C’est un jour pour…revoir A touch of sin de Jia Zhang-Ke !

A l’heure où son dernier film, Au-delà des montagnes, est en train de devenir le plus grand succès du cinéaste chinois dans les salles françaises, un petit coup de rétroviseur s’impose sur son œuvre précédente auréolée du Prix du Scénario à Cannes en 2013.

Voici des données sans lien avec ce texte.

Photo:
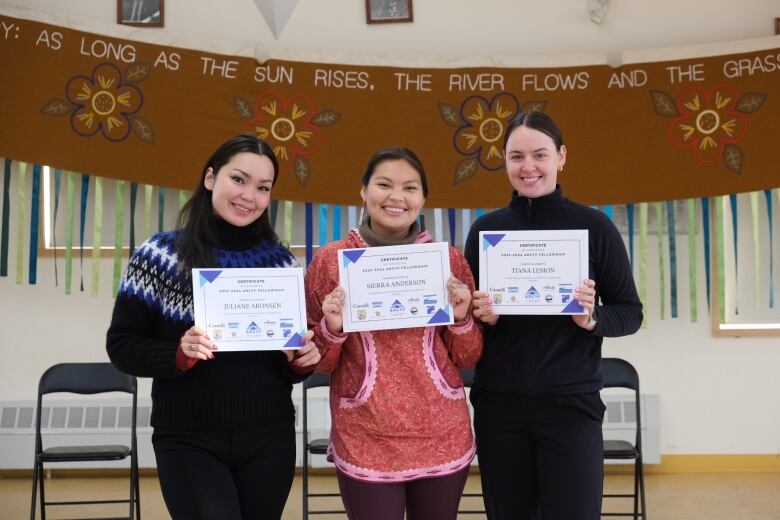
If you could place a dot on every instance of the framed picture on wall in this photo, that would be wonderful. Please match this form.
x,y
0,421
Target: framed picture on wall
x,y
140,13
388,11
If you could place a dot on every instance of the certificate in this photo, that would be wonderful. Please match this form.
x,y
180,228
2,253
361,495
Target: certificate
x,y
250,309
533,272
395,287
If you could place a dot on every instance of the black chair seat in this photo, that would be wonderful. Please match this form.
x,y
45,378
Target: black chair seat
x,y
619,450
319,446
84,453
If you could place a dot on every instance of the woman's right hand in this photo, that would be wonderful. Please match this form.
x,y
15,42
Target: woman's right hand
x,y
483,307
195,343
332,306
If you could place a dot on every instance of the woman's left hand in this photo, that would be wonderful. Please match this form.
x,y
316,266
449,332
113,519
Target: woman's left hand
x,y
586,297
306,356
459,296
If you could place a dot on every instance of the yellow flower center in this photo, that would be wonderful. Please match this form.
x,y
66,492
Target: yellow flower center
x,y
283,129
103,103
707,121
490,129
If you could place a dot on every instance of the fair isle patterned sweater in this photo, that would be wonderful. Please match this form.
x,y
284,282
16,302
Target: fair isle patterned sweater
x,y
153,310
397,402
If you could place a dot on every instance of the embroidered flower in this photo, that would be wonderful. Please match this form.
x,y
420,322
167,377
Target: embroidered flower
x,y
103,102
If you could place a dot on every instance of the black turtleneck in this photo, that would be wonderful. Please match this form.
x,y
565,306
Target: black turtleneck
x,y
537,355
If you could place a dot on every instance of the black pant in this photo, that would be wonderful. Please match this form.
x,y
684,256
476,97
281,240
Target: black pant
x,y
231,475
540,457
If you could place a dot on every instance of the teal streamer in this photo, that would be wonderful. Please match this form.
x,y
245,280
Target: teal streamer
x,y
6,218
161,209
82,223
768,195
630,217
705,217
322,226
735,228
336,222
57,186
133,199
35,212
670,223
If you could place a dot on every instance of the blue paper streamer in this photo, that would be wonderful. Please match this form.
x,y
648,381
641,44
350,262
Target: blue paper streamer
x,y
6,219
133,199
705,216
35,211
630,217
670,223
336,222
309,232
451,222
82,224
323,224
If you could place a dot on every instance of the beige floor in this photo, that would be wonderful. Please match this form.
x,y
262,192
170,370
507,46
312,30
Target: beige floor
x,y
670,497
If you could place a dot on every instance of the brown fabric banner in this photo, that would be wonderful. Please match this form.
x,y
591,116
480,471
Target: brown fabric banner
x,y
152,114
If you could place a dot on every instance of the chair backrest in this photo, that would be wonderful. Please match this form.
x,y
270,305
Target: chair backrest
x,y
620,373
85,378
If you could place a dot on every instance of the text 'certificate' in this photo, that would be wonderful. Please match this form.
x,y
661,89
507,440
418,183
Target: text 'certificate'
x,y
395,287
533,272
250,309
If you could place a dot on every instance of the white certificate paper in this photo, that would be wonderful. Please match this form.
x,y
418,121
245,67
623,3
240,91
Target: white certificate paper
x,y
395,287
250,309
533,272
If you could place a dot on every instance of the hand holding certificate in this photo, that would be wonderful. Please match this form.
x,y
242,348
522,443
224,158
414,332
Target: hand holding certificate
x,y
251,309
533,272
395,287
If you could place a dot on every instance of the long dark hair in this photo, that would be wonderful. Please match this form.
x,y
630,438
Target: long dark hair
x,y
196,218
394,153
535,120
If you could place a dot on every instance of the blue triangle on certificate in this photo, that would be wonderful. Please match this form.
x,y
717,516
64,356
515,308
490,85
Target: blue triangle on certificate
x,y
352,255
491,239
441,316
295,341
573,307
208,277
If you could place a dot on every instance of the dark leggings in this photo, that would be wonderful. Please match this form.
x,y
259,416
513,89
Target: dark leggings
x,y
231,475
540,457
423,499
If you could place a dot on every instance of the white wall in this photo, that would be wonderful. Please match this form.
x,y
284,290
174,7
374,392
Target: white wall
x,y
718,395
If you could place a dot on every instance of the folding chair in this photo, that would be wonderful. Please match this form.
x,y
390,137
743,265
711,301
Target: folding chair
x,y
314,447
618,373
468,381
85,378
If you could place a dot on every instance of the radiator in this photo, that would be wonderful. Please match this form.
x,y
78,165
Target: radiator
x,y
104,421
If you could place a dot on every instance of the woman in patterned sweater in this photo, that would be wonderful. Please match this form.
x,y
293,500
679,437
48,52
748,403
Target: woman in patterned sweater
x,y
401,436
224,433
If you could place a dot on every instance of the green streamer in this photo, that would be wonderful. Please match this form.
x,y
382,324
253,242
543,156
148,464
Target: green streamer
x,y
148,192
119,235
756,246
69,203
97,236
692,259
184,196
288,222
659,227
643,257
720,253
20,222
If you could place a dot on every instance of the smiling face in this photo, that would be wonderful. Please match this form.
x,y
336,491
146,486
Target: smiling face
x,y
393,198
533,162
241,189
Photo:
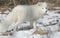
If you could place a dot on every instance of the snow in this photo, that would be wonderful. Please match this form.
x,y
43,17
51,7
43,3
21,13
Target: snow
x,y
49,23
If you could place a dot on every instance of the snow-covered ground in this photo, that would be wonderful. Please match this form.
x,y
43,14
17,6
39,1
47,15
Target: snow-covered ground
x,y
49,23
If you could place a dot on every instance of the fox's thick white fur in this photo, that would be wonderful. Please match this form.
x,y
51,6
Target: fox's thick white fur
x,y
22,13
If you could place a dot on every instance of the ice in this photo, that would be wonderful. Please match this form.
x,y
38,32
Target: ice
x,y
54,35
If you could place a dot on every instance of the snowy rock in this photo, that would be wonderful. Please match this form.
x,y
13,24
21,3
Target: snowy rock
x,y
54,35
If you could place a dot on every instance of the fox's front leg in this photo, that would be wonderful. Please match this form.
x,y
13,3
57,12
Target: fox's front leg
x,y
20,19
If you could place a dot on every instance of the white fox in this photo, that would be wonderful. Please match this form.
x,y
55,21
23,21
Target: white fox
x,y
22,13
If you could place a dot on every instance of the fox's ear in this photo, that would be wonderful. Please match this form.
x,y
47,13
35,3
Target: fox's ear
x,y
39,3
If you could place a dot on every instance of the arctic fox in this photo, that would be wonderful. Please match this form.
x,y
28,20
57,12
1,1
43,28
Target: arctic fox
x,y
22,13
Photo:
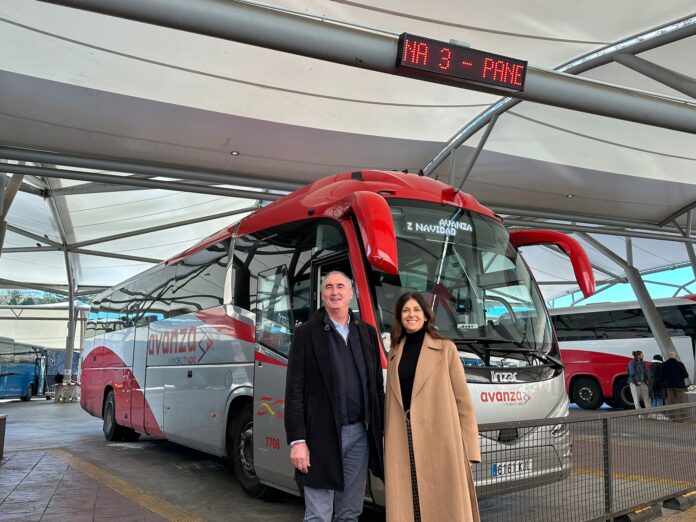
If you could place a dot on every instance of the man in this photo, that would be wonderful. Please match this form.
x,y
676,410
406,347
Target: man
x,y
334,399
673,375
638,380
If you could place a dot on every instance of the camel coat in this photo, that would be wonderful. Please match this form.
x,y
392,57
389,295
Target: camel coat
x,y
445,438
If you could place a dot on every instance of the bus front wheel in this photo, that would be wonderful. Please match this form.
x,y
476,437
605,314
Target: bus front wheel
x,y
30,392
240,448
112,431
587,393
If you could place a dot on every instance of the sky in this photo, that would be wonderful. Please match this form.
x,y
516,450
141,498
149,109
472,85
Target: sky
x,y
657,285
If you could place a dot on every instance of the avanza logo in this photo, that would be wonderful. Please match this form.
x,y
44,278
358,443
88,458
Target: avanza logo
x,y
506,397
182,340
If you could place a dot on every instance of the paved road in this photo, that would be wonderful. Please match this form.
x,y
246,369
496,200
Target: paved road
x,y
650,458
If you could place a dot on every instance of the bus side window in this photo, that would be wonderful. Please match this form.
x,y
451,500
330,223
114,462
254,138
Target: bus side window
x,y
274,321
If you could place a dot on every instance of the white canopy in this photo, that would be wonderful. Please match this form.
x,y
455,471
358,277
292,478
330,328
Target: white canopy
x,y
79,83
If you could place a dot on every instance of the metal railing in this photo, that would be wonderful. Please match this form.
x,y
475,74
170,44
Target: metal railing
x,y
595,466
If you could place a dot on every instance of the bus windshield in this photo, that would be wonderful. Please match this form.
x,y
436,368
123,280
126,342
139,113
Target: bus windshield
x,y
480,289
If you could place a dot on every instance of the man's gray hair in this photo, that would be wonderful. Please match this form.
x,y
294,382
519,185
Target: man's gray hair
x,y
338,272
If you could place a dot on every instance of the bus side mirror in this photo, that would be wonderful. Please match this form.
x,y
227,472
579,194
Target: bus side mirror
x,y
376,229
578,258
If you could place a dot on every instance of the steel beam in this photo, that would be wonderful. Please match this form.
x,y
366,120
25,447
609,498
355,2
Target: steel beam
x,y
70,338
7,283
98,253
672,79
92,188
608,231
357,47
35,319
674,215
20,250
652,316
10,192
652,39
147,183
595,220
35,237
162,227
167,171
477,152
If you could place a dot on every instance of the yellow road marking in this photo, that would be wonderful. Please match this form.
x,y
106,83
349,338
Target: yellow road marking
x,y
137,495
636,478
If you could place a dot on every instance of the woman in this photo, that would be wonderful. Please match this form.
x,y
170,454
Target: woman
x,y
431,434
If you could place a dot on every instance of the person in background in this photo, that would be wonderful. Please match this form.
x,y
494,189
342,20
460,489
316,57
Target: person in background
x,y
334,399
657,385
674,372
638,380
431,435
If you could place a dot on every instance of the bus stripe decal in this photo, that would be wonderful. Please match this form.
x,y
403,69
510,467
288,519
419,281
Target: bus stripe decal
x,y
260,357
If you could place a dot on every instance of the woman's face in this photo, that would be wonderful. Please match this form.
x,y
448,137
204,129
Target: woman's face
x,y
412,316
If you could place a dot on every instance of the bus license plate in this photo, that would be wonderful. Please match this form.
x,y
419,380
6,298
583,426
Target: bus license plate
x,y
513,467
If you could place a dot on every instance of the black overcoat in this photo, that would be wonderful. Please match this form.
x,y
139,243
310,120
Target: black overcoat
x,y
312,412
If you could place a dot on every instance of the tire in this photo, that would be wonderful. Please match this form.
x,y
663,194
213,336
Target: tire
x,y
622,394
587,393
30,392
112,431
240,449
129,434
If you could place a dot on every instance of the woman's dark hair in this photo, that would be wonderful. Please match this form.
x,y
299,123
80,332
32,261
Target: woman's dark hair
x,y
398,331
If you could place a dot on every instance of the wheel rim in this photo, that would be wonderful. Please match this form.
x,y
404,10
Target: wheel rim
x,y
246,450
586,394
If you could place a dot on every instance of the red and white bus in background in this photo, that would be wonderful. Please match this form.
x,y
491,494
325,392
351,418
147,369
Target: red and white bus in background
x,y
195,349
597,342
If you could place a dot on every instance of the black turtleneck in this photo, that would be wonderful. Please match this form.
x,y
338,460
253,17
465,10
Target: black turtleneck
x,y
407,366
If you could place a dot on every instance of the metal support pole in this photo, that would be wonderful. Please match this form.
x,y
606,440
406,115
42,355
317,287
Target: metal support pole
x,y
676,81
690,247
453,162
70,340
607,467
652,316
3,184
478,150
314,38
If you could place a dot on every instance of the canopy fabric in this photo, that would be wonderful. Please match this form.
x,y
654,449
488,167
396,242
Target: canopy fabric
x,y
85,84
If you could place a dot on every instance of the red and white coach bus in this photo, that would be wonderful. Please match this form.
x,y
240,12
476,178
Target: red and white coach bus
x,y
195,349
597,342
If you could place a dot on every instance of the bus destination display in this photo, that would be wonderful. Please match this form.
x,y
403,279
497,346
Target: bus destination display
x,y
446,59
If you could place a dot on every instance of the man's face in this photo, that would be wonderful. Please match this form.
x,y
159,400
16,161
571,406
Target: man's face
x,y
336,293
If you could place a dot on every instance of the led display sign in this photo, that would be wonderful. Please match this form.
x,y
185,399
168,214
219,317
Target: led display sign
x,y
432,57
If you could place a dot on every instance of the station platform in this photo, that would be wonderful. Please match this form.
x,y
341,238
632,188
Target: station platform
x,y
57,466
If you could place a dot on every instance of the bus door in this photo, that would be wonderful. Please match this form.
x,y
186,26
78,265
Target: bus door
x,y
274,323
40,374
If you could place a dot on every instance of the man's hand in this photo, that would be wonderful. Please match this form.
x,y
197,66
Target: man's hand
x,y
299,456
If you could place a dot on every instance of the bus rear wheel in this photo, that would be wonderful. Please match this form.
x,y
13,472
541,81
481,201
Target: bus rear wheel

L’année 2013 aura vu deux films chinois sortis à plusieurs mois d’écart s’ouvrir sur la même séquence. Pour résumer : perdu au milieu des montagnes, sur un chemin de terre désert, un meurtre violent, inexpliqué, inexplicable. Telle était l’ouverture du People mountain, people sea de Cai Shangjun -film qui se plaçait ouvertement sous le patronage de Jia Zhang-Ke- et telle est, d’une manière plus radicale encore, l’ouverture d’A touch of sin. Plus qu’un heureux hasard, ces deux ouvertures jumelles témoignent d’un regard convergent porté sur le monde, et sur la réalité la plus urgente de la Chine d’aujourd’hui : le constat d’une montée de la violence dans l’Empire du Milieu. Si à partir de ce meurtre originel, Cai Shangjun composait un road movie sec et ultra-minimaliste auscultant un pays au bord de l’implosion, Jia Zhang-Ke fragmente son récit en une succession de faits divers implacables pour nous dire que l’horreur est déjà là.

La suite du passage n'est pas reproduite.